Co-detection by indexing (CODEX) technology relies on DNA-conjugated antibodies and the cyclic addition and removal of complementary fluorescently labeled DNA probes and has been used so far to simultaneously visualize up to 100 biomarkers in situ. It enables a deep view into the single-cell spatial relationships in tissues and is intended to spur discovery in disease and therapeutic design. Hence, CODEX was provided by Akoya Biosciences. To quickly handle a larger scale of samples, a tissue microarray (TMA) was created both of tumor bulk as well as positive and negative surgical margins.

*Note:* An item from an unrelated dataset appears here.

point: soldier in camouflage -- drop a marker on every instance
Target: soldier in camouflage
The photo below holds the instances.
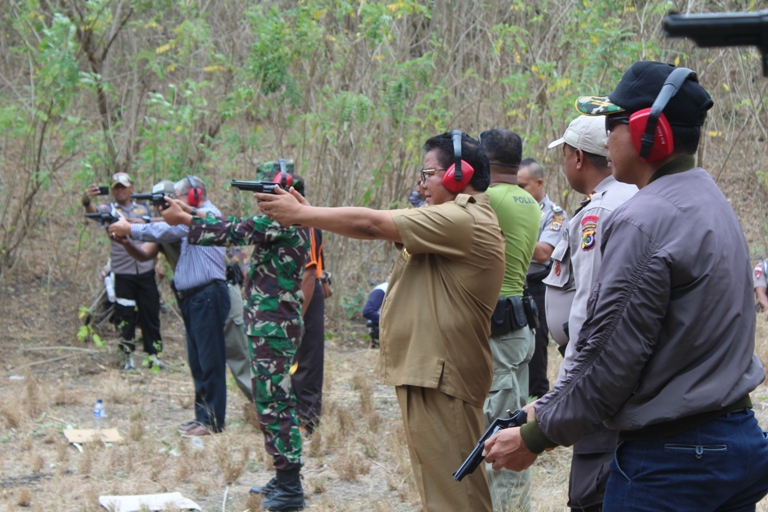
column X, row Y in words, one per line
column 274, row 327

At first, a panel of yet 30 antibodies were conjugated with its definite DNA oligonucleotide sequence (reporter). On our part, these antibodies were previously validated on conventional IHC using normal and gliotic brain along with tonsil tissue, including CD molecules (e.g. CD4, CD8, CD20, CD31, CD68), signal transducing antibodies (e.g. AKT, ERK, EGFR, IGFR and their phosphorylated isoforms) as well as tumor (e.g. HMB-45, Ki67, Melan-A) and neuronal (e.g. GFAP, NeuN, Olig2, PSD-95) markers. Subsequently, TMAs of different BM composition were generated (25 cores (1.5 mm), per slide 6x4 samples + 1 positive control). Within only a single working day TMAs were prepared and CODEX staining protocol fully assembled (single step staining to preserve sample integrity). CODEX run (3 reporter dyes imaged with complimentary barcodes) was performed overnight truly smooth. Lastly, analysis of spatial information has been received via QuPath (open source).

Once individually designed, multiplex fluorescence imaging platform is an easy and especially in case of TMAs fast-performing tool to gain insight into the tumor microenvironment of small sample volumes in particular. For the prediction of possible therapy resistance distinct further studies are warranted to define the potential of high throughput multiplexed imaging in a clinical routine.